Multiple Choice Items: Misunderstood by Winners and Losers Alike
Which of the following best describes the origin of the multiple-choice test format?
a) It was developed in the early 1900s to efficiently assess large numbers of students
b) It emerged from Chinese civil service examinations during the Tang Dynasty
c) It was created in the 1800s as an educational parlor game
d) It originated in religious institutions to test scriptural knowledge
Before reading further, select your answer and justify your choice for yourself. If you can’t justify it, how can you be sure you’re right? If you are wrong, how will you find that out? Does any of that matter in the testing situation? What are you doing inside those options?

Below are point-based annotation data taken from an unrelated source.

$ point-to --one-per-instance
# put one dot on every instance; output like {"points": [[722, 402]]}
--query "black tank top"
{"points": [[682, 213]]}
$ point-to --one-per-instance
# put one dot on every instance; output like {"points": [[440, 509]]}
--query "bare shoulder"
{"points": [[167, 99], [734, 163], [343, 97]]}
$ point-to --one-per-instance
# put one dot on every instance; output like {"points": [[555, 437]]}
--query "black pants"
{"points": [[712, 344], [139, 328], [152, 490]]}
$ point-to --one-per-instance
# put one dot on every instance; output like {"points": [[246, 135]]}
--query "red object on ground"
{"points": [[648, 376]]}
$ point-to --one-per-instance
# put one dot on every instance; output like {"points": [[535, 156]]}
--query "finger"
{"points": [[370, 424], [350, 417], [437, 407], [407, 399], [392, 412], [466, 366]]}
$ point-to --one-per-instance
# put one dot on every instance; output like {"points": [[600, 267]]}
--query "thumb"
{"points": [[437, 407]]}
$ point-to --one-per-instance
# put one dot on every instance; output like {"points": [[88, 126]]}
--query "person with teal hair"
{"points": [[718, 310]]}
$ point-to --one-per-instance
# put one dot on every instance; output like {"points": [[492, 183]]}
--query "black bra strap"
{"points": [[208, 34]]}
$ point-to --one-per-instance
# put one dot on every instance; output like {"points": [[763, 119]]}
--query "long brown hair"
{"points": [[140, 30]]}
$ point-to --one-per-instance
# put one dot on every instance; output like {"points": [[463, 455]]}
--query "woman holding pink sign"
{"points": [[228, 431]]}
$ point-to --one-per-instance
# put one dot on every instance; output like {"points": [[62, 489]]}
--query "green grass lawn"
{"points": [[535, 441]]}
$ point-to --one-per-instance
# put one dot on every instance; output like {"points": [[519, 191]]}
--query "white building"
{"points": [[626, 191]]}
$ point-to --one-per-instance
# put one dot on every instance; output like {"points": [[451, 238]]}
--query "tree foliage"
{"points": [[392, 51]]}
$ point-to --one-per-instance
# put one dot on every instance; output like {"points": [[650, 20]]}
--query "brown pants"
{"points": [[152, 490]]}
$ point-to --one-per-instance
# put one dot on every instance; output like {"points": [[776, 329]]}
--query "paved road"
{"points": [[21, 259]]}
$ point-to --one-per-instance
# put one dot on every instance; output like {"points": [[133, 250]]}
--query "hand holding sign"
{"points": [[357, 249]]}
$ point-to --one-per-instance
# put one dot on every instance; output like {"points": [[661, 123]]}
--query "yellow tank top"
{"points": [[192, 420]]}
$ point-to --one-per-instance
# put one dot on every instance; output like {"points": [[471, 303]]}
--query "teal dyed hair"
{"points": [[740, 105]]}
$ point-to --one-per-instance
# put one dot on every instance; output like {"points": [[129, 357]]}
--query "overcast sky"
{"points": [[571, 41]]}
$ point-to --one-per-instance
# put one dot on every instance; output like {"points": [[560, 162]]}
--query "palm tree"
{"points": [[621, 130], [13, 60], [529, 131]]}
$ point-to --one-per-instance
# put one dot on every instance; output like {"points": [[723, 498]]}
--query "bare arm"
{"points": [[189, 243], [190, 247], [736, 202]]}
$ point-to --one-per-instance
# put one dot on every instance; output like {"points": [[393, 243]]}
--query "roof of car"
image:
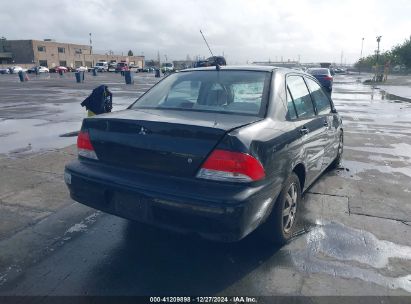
{"points": [[236, 67]]}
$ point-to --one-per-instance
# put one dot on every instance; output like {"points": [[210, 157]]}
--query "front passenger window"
{"points": [[301, 97]]}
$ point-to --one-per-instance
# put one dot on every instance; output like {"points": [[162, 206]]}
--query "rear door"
{"points": [[311, 126], [323, 106]]}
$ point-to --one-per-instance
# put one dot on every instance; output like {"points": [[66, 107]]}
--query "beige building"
{"points": [[50, 54]]}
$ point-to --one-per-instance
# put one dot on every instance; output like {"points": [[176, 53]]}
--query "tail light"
{"points": [[230, 166], [84, 146]]}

The correct answer is (a). Multiple-choice testing was developed in the early 1900s—specifically 1914-1915—for efficient large-scale assessment. If the test item is “good” by industry standards, a minority of you should have gotten it right, and the rest of you should be equally spread among the distractors. Of course, after receiving instruction, readministering the item should improve on the number of right answers.
The Uncomfortable Truth
Multiple-choice questions are designed to create winners and losers. That’s not a flaw. The purpose is to efficiently and reliably separate those who meet a threshold of knowledge from those who don’t. To sort. To rank. To decide who passes and who fails.

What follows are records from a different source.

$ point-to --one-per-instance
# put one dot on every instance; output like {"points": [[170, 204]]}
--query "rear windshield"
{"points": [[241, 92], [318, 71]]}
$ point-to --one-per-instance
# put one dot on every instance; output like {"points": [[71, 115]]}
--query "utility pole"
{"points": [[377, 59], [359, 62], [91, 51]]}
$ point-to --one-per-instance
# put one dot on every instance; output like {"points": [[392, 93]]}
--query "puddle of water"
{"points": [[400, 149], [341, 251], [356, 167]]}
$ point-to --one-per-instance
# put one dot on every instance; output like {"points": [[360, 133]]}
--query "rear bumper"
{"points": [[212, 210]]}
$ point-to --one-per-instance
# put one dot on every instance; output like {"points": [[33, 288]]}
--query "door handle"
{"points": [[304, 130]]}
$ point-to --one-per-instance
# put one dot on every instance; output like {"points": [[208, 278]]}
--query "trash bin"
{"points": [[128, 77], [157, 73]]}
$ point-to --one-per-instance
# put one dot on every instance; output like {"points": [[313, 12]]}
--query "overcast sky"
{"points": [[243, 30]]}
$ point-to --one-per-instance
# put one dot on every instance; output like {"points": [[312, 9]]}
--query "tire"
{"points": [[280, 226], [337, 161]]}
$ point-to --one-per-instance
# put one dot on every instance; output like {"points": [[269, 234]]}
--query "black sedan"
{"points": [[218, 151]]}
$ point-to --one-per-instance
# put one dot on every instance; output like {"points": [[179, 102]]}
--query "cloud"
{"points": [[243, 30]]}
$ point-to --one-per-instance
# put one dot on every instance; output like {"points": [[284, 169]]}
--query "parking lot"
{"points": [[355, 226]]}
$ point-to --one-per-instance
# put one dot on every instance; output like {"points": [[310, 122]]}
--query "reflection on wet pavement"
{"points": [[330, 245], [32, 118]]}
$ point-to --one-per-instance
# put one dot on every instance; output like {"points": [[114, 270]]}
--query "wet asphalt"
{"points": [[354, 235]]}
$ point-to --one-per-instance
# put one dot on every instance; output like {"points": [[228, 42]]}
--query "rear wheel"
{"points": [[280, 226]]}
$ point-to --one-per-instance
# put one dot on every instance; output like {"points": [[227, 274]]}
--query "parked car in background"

For decades, we’ve asked MC items to do more and more—to assess complex thinking, creativity, authentic application. Though there is no governmental authority regulating the construction of MC items for tests, there is disagreement about the kinds of thinking this format can evoke. But research makes clear: MC items excel at measuring recognition and recall. The moment we ask them to measure more, we introduce error variance unrelated to actual knowledge. Even without government regulation, we understand error variance to be a problem in measurement.

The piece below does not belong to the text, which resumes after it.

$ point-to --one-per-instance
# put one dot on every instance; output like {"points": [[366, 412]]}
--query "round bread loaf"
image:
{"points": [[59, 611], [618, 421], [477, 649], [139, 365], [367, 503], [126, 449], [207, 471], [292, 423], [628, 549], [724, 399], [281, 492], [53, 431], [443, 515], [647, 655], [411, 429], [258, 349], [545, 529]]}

The RICA Case: When Sorting Creates Problems
California’s Reading Instruction Competence Assessment (RICA) was implemented in 1998 as a certification requirement for elementary teachers. We couldn’t have teachers who didn’t know how to teach phonics, who continued to believe in the three-cueing system model which had become prominent.
For over two decades, it functioned as designed—sorting teacher candidates into those who passed and those who didn’t. I remember it well because I was teaching elementary reading methods courses designed to prepare credential candidates to pass it and get into their own classrooms, another period where I was so grateful for the descriptive linguistic courses I took as an undergraduate and graduate student.
Between 2017 and 2021, more than 40% of teacher candidates failed the test the first time they took it, and Black and Latino teacher candidates overall had lower passing rates than their white and Asian peers. Along with good reading teachers, it wanted more teachers from underrepresented groups in the schools, including linguistically minority teachers, while the test systematically created barriers.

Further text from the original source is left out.